Depois de tudo pronto, Sepé despediu-se de Jussara e partiu com seus guerreiros. Seguiu na frente, montado a cavalo, na mão direita a lança provocadora; na cabeça, o cocar de plumas multicores.
Inteligente, sabia que o inimigo era mais forte. Preferiu, pois, a luta de emboscada, o ataque rápido, a surpresa.
Sepé era visto em toda parte.
Desdobrava-se. Lutava com todas as forças que possuía, mas o inimigo era poderoso. Unidos, espanhóis e portugueses atacavam em massa. Os índios defendiam-se bravamente. Às balas dos atacantes, respondiam com suas flechas. Caíam homens dos dois lados. Depois, veio o combate corpo a corpo, brancos e índios confundindo-se no ardor da peleja.
Ah, o eterno egoísmo dos homens! Os portugueses queriam as terras e não se preocupavam com os sentimentos daquela gente. Recusavam-se a compreender o amor que os índios devotavam ao lugar. Queriam que eles saíssem e pronto!
E o combate continuou. Os índios lutavam com um ardor nunca visto. Uma coragem que desprezava as possantes armas do inimigo, deixando-o surpreso. Dentre os combatentes, sobressaía-se a figura de Sepé Tiaraju. Ele era invencível! Lutando como lutava, sem temor, sem a mínima cautela, já era para estar morto. Não se cansava. Era sempre o mesmo.
O inimigo percebeu que ele era o coração de seus guerreiros. Era sua presença que os animava. Resolveu, portanto, concentrar-se nele. Aos punhados, os soldados o atacavam, nem assim conseguiam vencê-lo.
Sepé foi rodeado por dez soldados. À sua volta, a luta prosseguia. O guerreiro enfrentou corajosamente os dez atacantes, mas era demais! E enquanto lhes dava combate, um deles conseguiu atingi-lo com a lança. Sentindo-se ferido, o índio ainda tentou resistir, agarrando-se ao pescoço do cavalo, mas fugiam-lhe as forças. Tudo escureceu. Seus braços não suportaram mais e ele caiu no chão, quase morto. Um soldado aproximou-se, montado a cavalo, e fitou, por um instante, o valente guerreiro; em seguida, apontando-lhe a arma, atirou.
Sepé estava morto. Deixara de existir o defensor dos povos das Missões.
Todos os índios que olharam para o céu viram um cavaleiro galopando um cavalo de fogo, envolto por uma luz azulada muito bonita. Na mão direita, o cavaleiro empunhava a lança. 

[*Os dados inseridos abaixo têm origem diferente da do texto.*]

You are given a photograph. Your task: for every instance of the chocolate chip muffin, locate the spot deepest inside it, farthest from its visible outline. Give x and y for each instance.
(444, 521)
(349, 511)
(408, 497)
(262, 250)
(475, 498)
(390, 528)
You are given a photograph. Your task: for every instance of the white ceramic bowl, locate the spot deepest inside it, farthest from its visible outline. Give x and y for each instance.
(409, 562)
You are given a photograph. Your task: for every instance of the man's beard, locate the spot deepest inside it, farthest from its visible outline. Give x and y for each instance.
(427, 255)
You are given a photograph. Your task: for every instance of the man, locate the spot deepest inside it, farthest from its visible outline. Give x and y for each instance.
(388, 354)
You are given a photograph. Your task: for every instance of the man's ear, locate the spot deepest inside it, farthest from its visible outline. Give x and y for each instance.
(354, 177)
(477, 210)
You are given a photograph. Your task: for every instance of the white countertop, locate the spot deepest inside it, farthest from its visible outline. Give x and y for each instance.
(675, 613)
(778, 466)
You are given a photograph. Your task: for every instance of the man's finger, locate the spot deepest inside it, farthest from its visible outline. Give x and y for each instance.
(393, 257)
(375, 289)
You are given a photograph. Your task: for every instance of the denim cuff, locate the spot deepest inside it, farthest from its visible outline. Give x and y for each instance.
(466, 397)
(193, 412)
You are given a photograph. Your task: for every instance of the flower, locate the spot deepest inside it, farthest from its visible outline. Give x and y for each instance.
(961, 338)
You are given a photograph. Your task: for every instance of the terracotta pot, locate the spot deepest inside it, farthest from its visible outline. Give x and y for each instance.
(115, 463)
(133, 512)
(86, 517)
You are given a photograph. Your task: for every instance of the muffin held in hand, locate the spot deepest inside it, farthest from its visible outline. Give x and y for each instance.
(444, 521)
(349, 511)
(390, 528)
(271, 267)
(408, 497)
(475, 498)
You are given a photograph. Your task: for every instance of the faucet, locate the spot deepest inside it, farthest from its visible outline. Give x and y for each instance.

Era Sepé, indo ao encontro de Tupã.

Depois que ele morreu, os índios perderam grande parte da vontade que os fazia enfrentar forças tão superiores. Lutavam ainda, porém sem aquele ardor que sentiam, quando Sepé estava presente e, enfraquecidos, caíam um a um. O inimigo, agora com novo ânimo, atacava sem cessar. Já não era mais combate, tratava-se de perseguir os poucos índios que ainda estavam de pé.
Mais algumas cargas e as tropas espanholas e portuguesas nada mais tinham a fazer. Os poucos índios que escaparam, fugiram para o mato. Nas campinas, entre os corpos dos indígenas, estavam os inúmeros jesuítas, mortos quando tentavam proteger os nativos.
Vitoriosas, as tropas marcharam para as Missões.
Ajudados pelos jesuítas, o povo reuniu o que restou e partiu, de cabeça baixa, em busca de novas terras. Vencidos. Sem esperança.
Lentamente, a procissão foi deixando a cidade. Com olhos tristes, miraram pela última vez suas plantações verdejantes, suas ocas amigas, sua terra! Os algodoeiros, à distância, pareciam acenar-lhes com lenços brancos, despedindo-se.